The U.S. Supreme Court’s decision to overturn Roe v. Wade, which had blocked states from denying abortion rights to women, is no doubt a 50-year setback for women’s rights. No way around it. But besides the problem that millions of women will now face in their personal lives (many of whom will have to carry unwanted pregnancies to term), there is also the immediate political problem. Republicans/conservatives had held a very large advantage going into the 2022 midterm elections. Because about 2/3 of Americans favored keeping Roe v. Wade, there will no doubt be some swing against Republicans in favor of women’s rights. But beware of overconfidence. The Republican advantage has gone from large to small but they are still likely to gain some seats in Congress. And Democrats/liberals are famous for snatching defeat from the jaws of victory. The 2016 presidential election is a case in point. The Republican nominee (Trump) was probably the most spectacularly unqualified candidate in U.S. history, both in terms of competence and temperament, and the Dems found a way to lose. And after the election? Did Dems look in the mirror to see how they may have alienated so many voters that they were thrashed by the worst candidate in history? No, they doubled down and wrote off everyone who disagreed with them as racist. Perhaps a harmless strategy if you are preaching to the choir, but hardly a way to win back some of those you have alienated.

So what’s the problem today? Just looking at the electoral side for now, the problem is stopping the Dems from self-destructing. A large majority is on your side on abortion rights. Don’t give away the electoral advantage this gives you. Two pitfalls in particular are easy to avoid, and yet I fear they are exactly the kind of pitfalls Dems generally dive into.

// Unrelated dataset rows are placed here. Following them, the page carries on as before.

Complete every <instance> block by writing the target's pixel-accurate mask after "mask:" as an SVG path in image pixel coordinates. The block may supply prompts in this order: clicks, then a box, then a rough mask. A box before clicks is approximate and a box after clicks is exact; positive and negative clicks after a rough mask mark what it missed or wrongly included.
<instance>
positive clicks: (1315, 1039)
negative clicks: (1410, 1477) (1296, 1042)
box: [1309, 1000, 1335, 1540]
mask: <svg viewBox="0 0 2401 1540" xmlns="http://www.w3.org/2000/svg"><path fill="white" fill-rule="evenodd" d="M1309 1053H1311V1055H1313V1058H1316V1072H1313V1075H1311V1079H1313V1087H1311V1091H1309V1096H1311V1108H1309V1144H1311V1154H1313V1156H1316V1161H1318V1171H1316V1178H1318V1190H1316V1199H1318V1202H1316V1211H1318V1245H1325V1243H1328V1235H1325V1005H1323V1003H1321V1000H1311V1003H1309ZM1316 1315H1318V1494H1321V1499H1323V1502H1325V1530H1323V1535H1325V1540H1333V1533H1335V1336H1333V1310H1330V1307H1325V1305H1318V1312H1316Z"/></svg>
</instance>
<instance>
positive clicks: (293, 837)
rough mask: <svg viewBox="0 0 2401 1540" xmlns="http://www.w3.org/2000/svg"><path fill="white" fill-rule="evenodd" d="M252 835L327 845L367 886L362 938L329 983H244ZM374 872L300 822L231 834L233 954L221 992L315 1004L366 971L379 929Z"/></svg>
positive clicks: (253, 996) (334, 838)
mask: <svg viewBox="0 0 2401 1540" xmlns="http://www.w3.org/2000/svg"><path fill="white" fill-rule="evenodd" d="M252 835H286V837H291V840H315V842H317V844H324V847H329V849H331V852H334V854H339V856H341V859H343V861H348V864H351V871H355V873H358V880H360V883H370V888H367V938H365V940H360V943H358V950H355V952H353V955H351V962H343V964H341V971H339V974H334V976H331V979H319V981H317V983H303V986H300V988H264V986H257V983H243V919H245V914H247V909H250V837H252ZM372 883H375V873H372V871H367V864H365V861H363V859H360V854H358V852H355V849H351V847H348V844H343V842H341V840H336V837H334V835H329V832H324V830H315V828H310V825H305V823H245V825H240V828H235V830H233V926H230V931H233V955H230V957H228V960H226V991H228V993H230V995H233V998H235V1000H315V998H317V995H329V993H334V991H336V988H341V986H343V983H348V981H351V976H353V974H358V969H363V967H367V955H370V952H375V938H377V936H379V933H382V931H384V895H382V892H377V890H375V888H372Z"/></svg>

  1. Don’t frame this as women against men. Nothing the right-wingers would like better than to split us along gender lines. If it’s the pro-choice camp (most men and women, most moderates and liberals) against them, they are far outnumbered. (A Pew poll last week found 58% of men and 63% of women think abortion should be legal in “all or most cases.”) It’s really the men and women who are pro-reproductive rights against the men and women who are against reproductive rights. The problem is that right-wingers get a lot of help from progressives on this point – progressives whom I already see on social media framing it as men v. women, drawing a battle line that gives far too much to the other side.
  2. Don’t let this get twisted into the far less popular views associated with progressives these days – a fear of using the word “women” because it may somehow be offensive to some trans activists (activists who are fighting a noble fight, but as with broader justice movements in race and gender, have to deal with factions within that are counterproductive if not downright destructive). Don’t let it be broadened into the amorphous idea that Americans are generally a bunch of racist, sexist, xenophobic, homophobic idiots. Yes, some Americans are like that, and yes, that is a branding of liberals and Dems largely initiated by their opponents, but please don’t help them to do it. “You’re a bunch of racist, sexist idiots who should vote for me” is not a winning electoral slogan. Don’t forget that there are a lot of Americans out there who are fighting the good fight in their small ways, if not on the front lines.

Now I understand that I may get some pushback on #1 and #2 from my younger progressive friends – fair enough, we can haggle out how to hone the ideology and prioritize strategies as we go forward. But if there is pushback, remember that I’m actually on your side. Multiple and diverse points of view is good, not bad, in the same way that genetic diversity moves the species forward. Mainly, though, just be careful how you frame your case. It could be the difference between having 2/3 of the country at your back or having things go as they did in 2016.